Digital History
On the Equality of the Sexes
Digital History ID 165

Author:   Judith Sargent Stevens Murray
Date:1790

Annotation:

Although the American Revolution, unlike the French, the Haitian, the Russian, or the Chinese revolutions, did not result in a root-and-branch transformation of a social order, it did unleash a revolutionary ideology that threw into question many established ideas and customs. One of the Revolution's radical consequences was an emerging consciousness of the disparity between the society's egalitarian ideals and the status of women.

Writing under the pen name "Constantia," Judith Sargent Stevens Murray (1751-1820), the daughter of a wealthy Gloucester, Massachusetts, sea captain and merchant, issued a call in 1790 for equality of the sexes--two years before the pioneering English feminist Mary Wollstonecraft (1759-1797) published A Vindication of the Rights of Woman (1792). Murray later advocated establishment of female academies not simply to produce "sensible and informed" companions for men but also to prepare young women to support themselves financially.


Document:

Is the needle and kitchen sufficient to employ the operations of a soul...? I should conceive not. Nay, it is a truth that those very departments leave the intelligent principle vacant, and at liberty for speculation.

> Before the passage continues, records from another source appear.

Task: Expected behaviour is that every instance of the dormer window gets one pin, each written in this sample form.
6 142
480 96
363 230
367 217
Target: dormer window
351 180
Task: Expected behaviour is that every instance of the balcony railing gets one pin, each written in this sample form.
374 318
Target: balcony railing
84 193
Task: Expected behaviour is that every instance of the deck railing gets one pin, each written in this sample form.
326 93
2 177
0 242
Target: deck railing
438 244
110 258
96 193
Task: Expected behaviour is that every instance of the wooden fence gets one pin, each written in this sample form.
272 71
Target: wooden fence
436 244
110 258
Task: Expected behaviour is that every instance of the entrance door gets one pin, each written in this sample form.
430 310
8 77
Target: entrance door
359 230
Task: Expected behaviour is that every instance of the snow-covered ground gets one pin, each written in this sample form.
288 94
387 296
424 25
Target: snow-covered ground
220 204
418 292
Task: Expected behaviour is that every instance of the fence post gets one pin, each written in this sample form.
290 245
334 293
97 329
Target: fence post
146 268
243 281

Are we deficient in reason? we can only reason from what we know, and if an opportunity of acquiring knowledge hath been denied us, the inferiority of our sex caqnnot fairly be deduced from thence.... "But our judgment is snot so strong--we not not distinguish so well."--Yet it may be questioned, from what doth this superiority...proceed. May we not trace its source int he difference of education, and continued advantages? Will it be said that the judgment of a male of two years old, is more sage than that of a female of the same age? I believe the reverse is generally observed to be true.... How is one [the male] exalted, and the other [the female] depressed, by the contrary modes of education which are adopted! the one is taught to aspire, and the other is early confined and limited.... At length arrived at womanhood, the uncultivated fair one feels a void, which the employments allotted her are by no means capable of filling.... Is she united to a person whose soul nature made equal to her own, education hath set him so far above her, that in those entertainments which are productive of such rational felicity, she is not qualified to accompany him. She experiences a mortifying consciousness of inferiority, which embitters every enjoyment....

Yes, ye lordly, ye haughty sex, our souls are by nature equal to yours; the same breath of God animates, enlivens, and invigorates us....

"On the Equality of the Sexes," Massachusetts Magazine, II (March and April 1790).